Marx did feel that we should shed religion ... and even viewed it as a stumbling to "class awareness", so found it particularly vexing. But (and I could be wrong here ... it's been a while since I read Das Kapital) I don't believe he ever suggested that communism required an atheist society. Even if he did, the link is very indirect at best.

Marx also talked about violence; however, as I am sure you know, Marx discussed it as an inevitability of class awareness. Marx did not advocate violence. In fact, he was warning societies that this was going to happen as soon as the lower classes fully appreciated that they could correct the situation. Also, his warning was about the transition to socialization, not about the maintenance of it.

(Also, he was wrong: several societies have made the jump to a more centralized social economy without violence.)

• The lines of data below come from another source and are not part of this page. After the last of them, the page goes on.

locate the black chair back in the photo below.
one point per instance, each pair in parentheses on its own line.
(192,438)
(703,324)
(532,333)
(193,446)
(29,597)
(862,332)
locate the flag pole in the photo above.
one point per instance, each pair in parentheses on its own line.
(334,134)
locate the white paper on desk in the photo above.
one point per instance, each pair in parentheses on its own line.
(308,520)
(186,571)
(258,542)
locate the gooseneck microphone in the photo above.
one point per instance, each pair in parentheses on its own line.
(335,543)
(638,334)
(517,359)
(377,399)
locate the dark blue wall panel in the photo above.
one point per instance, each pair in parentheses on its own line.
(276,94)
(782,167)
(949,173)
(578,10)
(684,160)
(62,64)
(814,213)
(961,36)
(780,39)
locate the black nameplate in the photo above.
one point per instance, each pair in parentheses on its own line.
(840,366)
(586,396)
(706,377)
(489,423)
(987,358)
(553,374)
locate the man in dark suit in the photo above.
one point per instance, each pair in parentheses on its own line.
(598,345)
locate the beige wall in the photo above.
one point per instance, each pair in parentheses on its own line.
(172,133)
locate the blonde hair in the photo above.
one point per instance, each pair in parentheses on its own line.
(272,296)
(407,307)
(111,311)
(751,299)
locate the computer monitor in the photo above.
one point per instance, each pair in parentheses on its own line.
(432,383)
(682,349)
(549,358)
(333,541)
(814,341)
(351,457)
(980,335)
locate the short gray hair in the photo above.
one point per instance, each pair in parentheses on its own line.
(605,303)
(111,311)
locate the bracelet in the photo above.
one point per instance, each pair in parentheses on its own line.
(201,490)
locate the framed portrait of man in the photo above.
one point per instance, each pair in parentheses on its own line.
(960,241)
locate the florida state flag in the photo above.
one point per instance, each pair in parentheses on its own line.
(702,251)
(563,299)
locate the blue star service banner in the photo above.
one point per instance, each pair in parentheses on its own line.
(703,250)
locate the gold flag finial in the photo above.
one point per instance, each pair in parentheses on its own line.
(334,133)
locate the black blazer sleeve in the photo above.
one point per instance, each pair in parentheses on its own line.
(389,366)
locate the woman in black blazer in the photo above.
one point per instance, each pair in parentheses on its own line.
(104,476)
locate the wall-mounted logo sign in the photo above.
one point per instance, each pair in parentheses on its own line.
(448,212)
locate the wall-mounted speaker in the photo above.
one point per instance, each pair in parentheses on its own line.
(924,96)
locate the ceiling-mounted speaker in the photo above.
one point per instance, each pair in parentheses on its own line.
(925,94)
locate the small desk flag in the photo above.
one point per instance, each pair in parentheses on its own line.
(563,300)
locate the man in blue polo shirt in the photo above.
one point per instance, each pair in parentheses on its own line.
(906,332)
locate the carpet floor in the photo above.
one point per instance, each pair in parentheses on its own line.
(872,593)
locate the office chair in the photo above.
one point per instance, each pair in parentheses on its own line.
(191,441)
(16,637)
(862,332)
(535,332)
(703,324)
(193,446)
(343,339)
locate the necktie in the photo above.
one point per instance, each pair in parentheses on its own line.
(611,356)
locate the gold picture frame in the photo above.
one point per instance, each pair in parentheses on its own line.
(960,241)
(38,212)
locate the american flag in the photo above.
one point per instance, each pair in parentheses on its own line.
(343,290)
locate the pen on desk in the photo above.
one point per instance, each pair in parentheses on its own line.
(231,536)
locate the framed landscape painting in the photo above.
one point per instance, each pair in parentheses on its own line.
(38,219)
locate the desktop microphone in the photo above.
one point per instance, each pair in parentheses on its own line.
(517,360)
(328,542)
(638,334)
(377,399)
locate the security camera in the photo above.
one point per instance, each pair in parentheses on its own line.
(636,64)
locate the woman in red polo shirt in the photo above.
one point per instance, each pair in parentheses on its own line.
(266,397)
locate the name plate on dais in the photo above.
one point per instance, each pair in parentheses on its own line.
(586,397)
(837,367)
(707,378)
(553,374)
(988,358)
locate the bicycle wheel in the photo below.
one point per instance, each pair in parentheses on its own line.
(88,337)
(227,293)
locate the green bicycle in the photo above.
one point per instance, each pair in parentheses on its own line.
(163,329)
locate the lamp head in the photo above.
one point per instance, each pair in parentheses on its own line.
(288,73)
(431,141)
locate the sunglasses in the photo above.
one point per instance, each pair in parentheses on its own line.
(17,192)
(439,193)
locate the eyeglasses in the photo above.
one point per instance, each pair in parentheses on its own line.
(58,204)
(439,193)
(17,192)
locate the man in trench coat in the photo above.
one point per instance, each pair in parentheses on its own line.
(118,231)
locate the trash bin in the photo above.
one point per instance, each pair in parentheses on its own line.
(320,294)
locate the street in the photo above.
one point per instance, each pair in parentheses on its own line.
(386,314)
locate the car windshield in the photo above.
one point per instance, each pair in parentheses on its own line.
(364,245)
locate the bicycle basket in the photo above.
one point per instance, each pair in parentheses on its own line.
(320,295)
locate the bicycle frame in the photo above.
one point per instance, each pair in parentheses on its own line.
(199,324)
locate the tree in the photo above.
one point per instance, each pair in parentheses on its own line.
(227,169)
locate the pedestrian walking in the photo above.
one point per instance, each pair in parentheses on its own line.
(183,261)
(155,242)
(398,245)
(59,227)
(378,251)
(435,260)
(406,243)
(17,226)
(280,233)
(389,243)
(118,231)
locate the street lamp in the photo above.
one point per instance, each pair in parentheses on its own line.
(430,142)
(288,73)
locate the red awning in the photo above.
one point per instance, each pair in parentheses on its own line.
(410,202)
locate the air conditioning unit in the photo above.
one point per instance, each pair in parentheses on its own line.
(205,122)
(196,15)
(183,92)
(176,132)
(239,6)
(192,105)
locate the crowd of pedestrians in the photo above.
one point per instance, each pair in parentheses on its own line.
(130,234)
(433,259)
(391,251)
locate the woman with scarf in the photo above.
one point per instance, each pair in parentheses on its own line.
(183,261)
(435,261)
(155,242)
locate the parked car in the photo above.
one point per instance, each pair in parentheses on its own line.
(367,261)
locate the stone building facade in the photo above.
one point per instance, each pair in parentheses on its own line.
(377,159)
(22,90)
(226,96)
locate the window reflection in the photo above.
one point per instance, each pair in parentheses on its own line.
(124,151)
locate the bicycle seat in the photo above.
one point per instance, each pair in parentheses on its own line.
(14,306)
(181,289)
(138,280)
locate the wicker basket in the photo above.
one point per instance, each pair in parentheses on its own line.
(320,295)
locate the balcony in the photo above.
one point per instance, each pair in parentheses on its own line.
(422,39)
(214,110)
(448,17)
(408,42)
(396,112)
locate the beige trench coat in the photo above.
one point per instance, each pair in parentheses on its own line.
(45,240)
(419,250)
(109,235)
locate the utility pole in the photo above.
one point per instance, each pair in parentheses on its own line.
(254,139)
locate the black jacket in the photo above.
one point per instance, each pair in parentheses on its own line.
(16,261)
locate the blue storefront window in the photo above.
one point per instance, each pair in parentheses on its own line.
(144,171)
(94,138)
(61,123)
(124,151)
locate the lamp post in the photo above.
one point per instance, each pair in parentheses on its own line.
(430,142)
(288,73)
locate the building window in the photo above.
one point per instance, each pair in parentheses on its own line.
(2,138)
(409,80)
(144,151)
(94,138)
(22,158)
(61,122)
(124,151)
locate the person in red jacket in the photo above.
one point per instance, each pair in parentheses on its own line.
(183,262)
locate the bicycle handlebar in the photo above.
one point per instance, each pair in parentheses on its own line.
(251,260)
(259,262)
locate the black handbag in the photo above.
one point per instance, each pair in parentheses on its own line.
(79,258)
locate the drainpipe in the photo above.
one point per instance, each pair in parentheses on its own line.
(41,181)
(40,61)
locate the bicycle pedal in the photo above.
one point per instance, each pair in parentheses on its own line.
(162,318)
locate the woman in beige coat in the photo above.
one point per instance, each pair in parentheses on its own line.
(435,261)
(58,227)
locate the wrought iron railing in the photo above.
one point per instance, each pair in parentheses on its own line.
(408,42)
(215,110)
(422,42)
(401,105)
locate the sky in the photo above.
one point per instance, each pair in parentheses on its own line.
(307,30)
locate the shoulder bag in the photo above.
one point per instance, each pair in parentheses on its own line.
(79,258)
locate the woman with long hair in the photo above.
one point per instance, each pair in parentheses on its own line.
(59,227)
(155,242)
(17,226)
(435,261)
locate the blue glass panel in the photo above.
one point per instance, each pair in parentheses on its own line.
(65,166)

Stalin was a messed up man who used an extraordinarily distorted view of Marxism to gain and maintain a lot of power. The focus of his violence was predominantly those that opposed him politically and certain ethnic groups. Yes, he was an atheist and an ardent opponent of religion, but certainly neither atheism nor communism are to blame for his atrocities.

The frustrating thing is that trading these falsely general barbs back and forth does little to elucidate why such atrocities happen; little to help us understand the potential impact of one another's belief, political, and economic systems; and little to convince anyone of anything. They are at best extreme wastes of time and at worst a willful, gross distortion that uses fear to reinforce and re-entrench one's own views.

Can most of us not agree that Adolf Hitler, Joseph, Stalin, Mao Zedong, and that obnoxious brit on American Idol were merely deviant sociopaths obsessed with the continued assimilation of power? I hardly think any one set of metaphysical, economic, or political views has cornered the market on wack-jobs.

BTW: I also am not aware of Stalin being a philatelist; however, he did appear on a stamp with Mao. A gruesome pair, indeed. Does Simon Fuller have a stamp?